0

I have a bunch of csv files that I need to read. Each file has a header, most have footers, and half have column headings that appear sporadically within the body of the file. I would like to delete the header, footer and sporadic column headings.

I include reproducible examples in almost all of my questions and answers, but in this case since I am reading an external file I am not sure how to do that.

Each header is three lines long. I can remove the header with the following line (which uses 'skip'):

d <- read.csv('c:/users/mark w miller/simple R programs/data_with_header_footer.csv', header=T, skip=2)

The number of lines between the header and footer varies among files. However, the footer always begins with the line: 'Symbols:'. The first line of the footer occupies only the first cell of that row. The number of lines in the footer varies among files.

Some files have sporadic column headings within the body of the file. The first row begins with a table number such as 'Table 4.3-1'. The last row of these sporadic headings always begins with something like: 'Number_reporting' 'Year 1' 'Area 1' 'Area 2' 'Year 2' 'Area 1' 'Area 2'.

How can I delete these footers and sporadic column headings?
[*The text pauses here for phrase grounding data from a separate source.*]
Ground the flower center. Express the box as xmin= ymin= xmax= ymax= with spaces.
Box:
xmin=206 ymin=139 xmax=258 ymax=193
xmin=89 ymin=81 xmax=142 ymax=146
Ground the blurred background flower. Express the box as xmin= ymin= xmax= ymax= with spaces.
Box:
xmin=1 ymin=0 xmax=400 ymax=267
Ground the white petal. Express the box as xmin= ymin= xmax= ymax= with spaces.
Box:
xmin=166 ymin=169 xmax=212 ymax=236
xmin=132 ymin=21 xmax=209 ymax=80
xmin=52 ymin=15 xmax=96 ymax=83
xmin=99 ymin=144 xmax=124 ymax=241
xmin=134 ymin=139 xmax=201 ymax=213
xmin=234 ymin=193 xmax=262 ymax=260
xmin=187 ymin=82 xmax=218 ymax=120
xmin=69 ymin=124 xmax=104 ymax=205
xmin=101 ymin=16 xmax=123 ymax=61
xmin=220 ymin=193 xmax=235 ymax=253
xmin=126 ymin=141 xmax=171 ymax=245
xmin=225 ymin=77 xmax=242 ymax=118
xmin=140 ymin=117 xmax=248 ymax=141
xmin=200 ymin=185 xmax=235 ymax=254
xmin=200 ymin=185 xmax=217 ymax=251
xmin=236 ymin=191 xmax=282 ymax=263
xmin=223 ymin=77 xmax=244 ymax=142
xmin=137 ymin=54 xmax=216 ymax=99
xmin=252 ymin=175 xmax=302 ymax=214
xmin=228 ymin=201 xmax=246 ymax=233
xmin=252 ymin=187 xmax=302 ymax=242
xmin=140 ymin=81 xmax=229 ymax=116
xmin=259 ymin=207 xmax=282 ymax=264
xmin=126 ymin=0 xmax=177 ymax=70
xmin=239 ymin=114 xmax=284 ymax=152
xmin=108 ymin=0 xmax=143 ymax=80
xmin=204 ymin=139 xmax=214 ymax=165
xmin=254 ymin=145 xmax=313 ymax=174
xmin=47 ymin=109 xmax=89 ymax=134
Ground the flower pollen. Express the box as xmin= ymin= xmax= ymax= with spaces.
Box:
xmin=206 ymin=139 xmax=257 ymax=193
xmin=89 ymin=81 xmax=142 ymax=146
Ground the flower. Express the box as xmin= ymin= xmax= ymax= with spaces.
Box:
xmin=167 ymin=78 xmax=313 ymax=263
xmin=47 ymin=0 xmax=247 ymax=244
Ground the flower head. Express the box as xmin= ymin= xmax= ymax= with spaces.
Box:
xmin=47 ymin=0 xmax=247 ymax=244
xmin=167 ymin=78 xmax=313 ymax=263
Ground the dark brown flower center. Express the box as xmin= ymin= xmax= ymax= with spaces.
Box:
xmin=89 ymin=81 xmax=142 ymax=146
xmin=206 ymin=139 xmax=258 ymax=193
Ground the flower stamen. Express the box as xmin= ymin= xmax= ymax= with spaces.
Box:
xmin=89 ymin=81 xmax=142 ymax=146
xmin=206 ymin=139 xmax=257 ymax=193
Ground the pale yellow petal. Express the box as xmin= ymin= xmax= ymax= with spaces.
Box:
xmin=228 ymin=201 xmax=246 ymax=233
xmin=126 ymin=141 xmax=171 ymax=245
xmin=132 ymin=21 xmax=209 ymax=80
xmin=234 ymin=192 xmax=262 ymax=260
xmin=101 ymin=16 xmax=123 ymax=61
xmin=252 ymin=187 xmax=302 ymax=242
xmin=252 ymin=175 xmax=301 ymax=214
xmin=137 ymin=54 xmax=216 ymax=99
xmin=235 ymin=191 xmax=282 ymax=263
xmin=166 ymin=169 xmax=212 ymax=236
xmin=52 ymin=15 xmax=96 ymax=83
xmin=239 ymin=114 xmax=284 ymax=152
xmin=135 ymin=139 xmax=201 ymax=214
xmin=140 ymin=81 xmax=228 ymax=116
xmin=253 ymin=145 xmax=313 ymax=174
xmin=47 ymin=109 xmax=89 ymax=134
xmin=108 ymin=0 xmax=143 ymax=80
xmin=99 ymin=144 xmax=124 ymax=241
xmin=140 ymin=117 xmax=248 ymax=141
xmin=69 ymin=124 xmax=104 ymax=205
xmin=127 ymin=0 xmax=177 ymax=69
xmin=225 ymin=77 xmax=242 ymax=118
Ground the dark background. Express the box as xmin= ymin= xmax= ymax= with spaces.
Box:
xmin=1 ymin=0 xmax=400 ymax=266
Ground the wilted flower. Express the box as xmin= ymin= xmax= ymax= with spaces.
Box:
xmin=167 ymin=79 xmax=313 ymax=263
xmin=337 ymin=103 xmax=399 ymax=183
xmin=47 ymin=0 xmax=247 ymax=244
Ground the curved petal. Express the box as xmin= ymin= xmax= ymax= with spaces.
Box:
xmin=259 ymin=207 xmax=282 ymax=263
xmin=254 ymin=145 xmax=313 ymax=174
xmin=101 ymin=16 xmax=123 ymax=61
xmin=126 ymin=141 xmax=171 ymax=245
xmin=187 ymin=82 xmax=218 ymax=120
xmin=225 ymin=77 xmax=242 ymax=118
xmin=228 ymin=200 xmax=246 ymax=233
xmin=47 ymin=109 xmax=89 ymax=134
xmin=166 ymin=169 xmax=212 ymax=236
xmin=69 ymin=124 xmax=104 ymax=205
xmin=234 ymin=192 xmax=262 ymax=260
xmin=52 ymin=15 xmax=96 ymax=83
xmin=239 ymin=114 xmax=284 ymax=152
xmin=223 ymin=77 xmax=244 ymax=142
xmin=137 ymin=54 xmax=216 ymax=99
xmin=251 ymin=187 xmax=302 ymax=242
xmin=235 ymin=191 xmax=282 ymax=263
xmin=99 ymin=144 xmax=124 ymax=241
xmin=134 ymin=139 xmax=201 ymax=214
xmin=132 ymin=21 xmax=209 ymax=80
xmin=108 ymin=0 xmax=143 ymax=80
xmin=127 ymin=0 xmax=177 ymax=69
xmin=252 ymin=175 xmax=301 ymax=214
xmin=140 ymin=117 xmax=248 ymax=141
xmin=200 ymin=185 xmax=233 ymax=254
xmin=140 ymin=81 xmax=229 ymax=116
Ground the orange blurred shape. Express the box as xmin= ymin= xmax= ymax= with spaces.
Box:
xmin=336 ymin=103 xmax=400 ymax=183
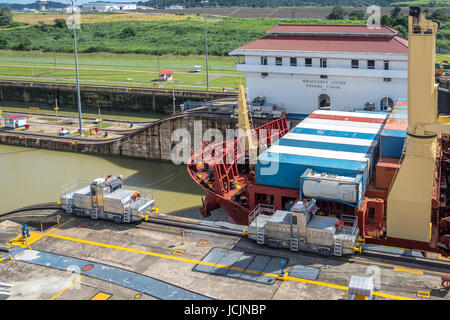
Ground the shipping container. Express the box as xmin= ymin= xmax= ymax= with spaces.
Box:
xmin=392 ymin=109 xmax=408 ymax=114
xmin=383 ymin=122 xmax=408 ymax=131
xmin=375 ymin=157 xmax=401 ymax=189
xmin=256 ymin=110 xmax=385 ymax=196
xmin=300 ymin=169 xmax=364 ymax=206
xmin=256 ymin=152 xmax=369 ymax=190
xmin=380 ymin=129 xmax=407 ymax=158
xmin=389 ymin=113 xmax=408 ymax=119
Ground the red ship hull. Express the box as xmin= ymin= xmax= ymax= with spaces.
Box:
xmin=187 ymin=117 xmax=450 ymax=256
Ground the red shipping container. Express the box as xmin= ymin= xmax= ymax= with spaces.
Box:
xmin=308 ymin=113 xmax=385 ymax=123
xmin=384 ymin=119 xmax=408 ymax=131
xmin=376 ymin=157 xmax=401 ymax=190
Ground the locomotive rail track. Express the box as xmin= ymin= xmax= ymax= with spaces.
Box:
xmin=2 ymin=203 xmax=450 ymax=277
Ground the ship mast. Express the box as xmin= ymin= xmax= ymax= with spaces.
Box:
xmin=386 ymin=7 xmax=440 ymax=243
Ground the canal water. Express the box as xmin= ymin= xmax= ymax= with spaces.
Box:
xmin=0 ymin=144 xmax=205 ymax=216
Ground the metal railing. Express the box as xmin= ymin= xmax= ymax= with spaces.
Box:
xmin=340 ymin=214 xmax=358 ymax=237
xmin=248 ymin=203 xmax=274 ymax=225
xmin=60 ymin=179 xmax=90 ymax=199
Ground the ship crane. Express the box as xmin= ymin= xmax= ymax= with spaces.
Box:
xmin=387 ymin=7 xmax=449 ymax=253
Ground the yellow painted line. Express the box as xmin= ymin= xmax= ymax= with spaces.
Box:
xmin=372 ymin=291 xmax=418 ymax=300
xmin=286 ymin=275 xmax=348 ymax=291
xmin=91 ymin=292 xmax=112 ymax=300
xmin=47 ymin=218 xmax=73 ymax=234
xmin=439 ymin=254 xmax=450 ymax=261
xmin=350 ymin=257 xmax=441 ymax=276
xmin=49 ymin=275 xmax=84 ymax=300
xmin=41 ymin=232 xmax=416 ymax=300
xmin=393 ymin=267 xmax=424 ymax=275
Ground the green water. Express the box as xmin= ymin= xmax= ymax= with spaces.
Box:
xmin=0 ymin=144 xmax=204 ymax=216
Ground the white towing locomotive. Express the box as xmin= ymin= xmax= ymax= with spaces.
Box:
xmin=60 ymin=175 xmax=157 ymax=223
xmin=248 ymin=200 xmax=359 ymax=256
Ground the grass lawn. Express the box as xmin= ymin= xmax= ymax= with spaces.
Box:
xmin=437 ymin=54 xmax=450 ymax=63
xmin=1 ymin=105 xmax=163 ymax=122
xmin=13 ymin=12 xmax=198 ymax=25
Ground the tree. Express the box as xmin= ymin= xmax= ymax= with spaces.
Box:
xmin=54 ymin=18 xmax=66 ymax=28
xmin=348 ymin=10 xmax=365 ymax=20
xmin=119 ymin=27 xmax=137 ymax=38
xmin=15 ymin=36 xmax=32 ymax=50
xmin=0 ymin=7 xmax=13 ymax=27
xmin=391 ymin=6 xmax=401 ymax=19
xmin=327 ymin=6 xmax=346 ymax=20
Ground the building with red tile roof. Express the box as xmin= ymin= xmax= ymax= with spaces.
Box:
xmin=229 ymin=24 xmax=408 ymax=116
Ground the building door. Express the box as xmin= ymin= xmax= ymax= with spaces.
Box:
xmin=318 ymin=94 xmax=331 ymax=109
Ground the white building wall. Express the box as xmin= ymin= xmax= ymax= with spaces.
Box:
xmin=245 ymin=72 xmax=407 ymax=115
xmin=232 ymin=49 xmax=407 ymax=115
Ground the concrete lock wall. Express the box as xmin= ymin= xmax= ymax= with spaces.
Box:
xmin=0 ymin=113 xmax=242 ymax=161
xmin=0 ymin=81 xmax=235 ymax=115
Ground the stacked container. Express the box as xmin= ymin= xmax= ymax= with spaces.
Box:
xmin=256 ymin=110 xmax=388 ymax=205
xmin=379 ymin=102 xmax=408 ymax=159
xmin=376 ymin=100 xmax=408 ymax=190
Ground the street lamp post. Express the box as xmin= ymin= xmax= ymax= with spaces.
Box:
xmin=69 ymin=0 xmax=83 ymax=135
xmin=203 ymin=0 xmax=209 ymax=91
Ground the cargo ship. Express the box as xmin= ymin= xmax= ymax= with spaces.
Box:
xmin=187 ymin=8 xmax=450 ymax=256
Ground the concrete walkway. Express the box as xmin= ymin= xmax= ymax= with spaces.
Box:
xmin=4 ymin=247 xmax=213 ymax=300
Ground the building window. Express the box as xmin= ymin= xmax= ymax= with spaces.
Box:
xmin=380 ymin=97 xmax=394 ymax=110
xmin=383 ymin=78 xmax=392 ymax=82
xmin=261 ymin=57 xmax=267 ymax=65
xmin=368 ymin=60 xmax=375 ymax=69
xmin=290 ymin=57 xmax=297 ymax=66
xmin=261 ymin=72 xmax=268 ymax=78
xmin=320 ymin=75 xmax=328 ymax=79
xmin=305 ymin=58 xmax=312 ymax=67
xmin=320 ymin=59 xmax=327 ymax=68
xmin=351 ymin=60 xmax=359 ymax=69
xmin=275 ymin=57 xmax=282 ymax=66
xmin=384 ymin=60 xmax=389 ymax=70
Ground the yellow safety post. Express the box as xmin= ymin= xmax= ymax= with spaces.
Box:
xmin=242 ymin=229 xmax=248 ymax=237
xmin=56 ymin=215 xmax=61 ymax=226
xmin=24 ymin=235 xmax=31 ymax=250
xmin=151 ymin=207 xmax=159 ymax=214
xmin=354 ymin=246 xmax=362 ymax=254
xmin=180 ymin=229 xmax=185 ymax=245
xmin=40 ymin=222 xmax=43 ymax=232
xmin=54 ymin=106 xmax=59 ymax=123
xmin=7 ymin=243 xmax=12 ymax=261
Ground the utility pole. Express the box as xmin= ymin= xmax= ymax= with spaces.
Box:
xmin=70 ymin=0 xmax=83 ymax=135
xmin=203 ymin=0 xmax=209 ymax=91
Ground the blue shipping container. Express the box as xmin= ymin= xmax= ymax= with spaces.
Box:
xmin=380 ymin=129 xmax=407 ymax=158
xmin=256 ymin=152 xmax=369 ymax=190
xmin=389 ymin=113 xmax=408 ymax=119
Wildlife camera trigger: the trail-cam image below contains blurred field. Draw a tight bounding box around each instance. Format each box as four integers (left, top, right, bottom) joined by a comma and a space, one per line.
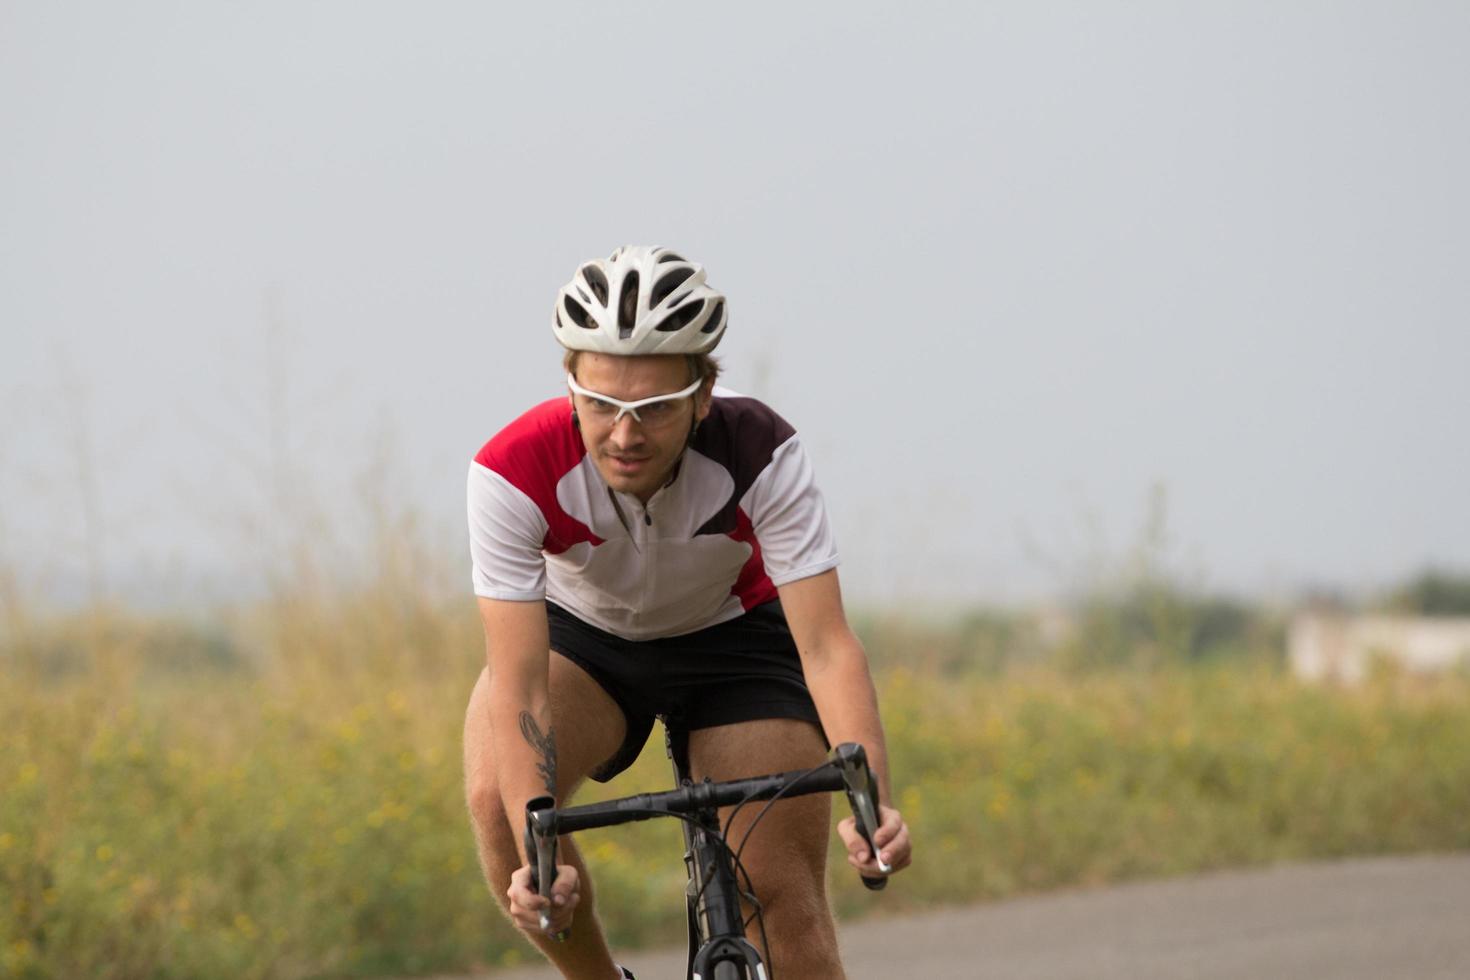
4, 592, 1470, 980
I would prefer not to edit each file manually because there are a large number of files and errors might occur when deleting a lot of rows by hand.

Thank you for any suggestions.

Mark Miller
  • 12,483
  • 23
  • 78
  • 132

1 Answers1

3

you can use readLines then grep for the relevant footers and column headers. With nothing more concrete it is hard to give an example.

dum.data<-readLines('some.txt')
dum.data<-dum.data[-c(1:3)]

if(length(grep("Symbols:",dum.data))>0){
dum.data<-dum.data[-c(grep("Symbols:",dum.data):length(dum.data))]
}

if(length(grep("Table[0-9].[0-9]".dum.data))>0){
dum.data<-dum.data[-c(grep("Table[0-9].[0-9]".dum.data):app.marker)]
}

app.marker would be an appropriate grep for the end of your sporadic header which is pretty vague. Once these have been removed you can process the remainder split by commas etc as required.

shhhhimhuntingrabbits
  • 7,397
  • 2
  • 23
  • 23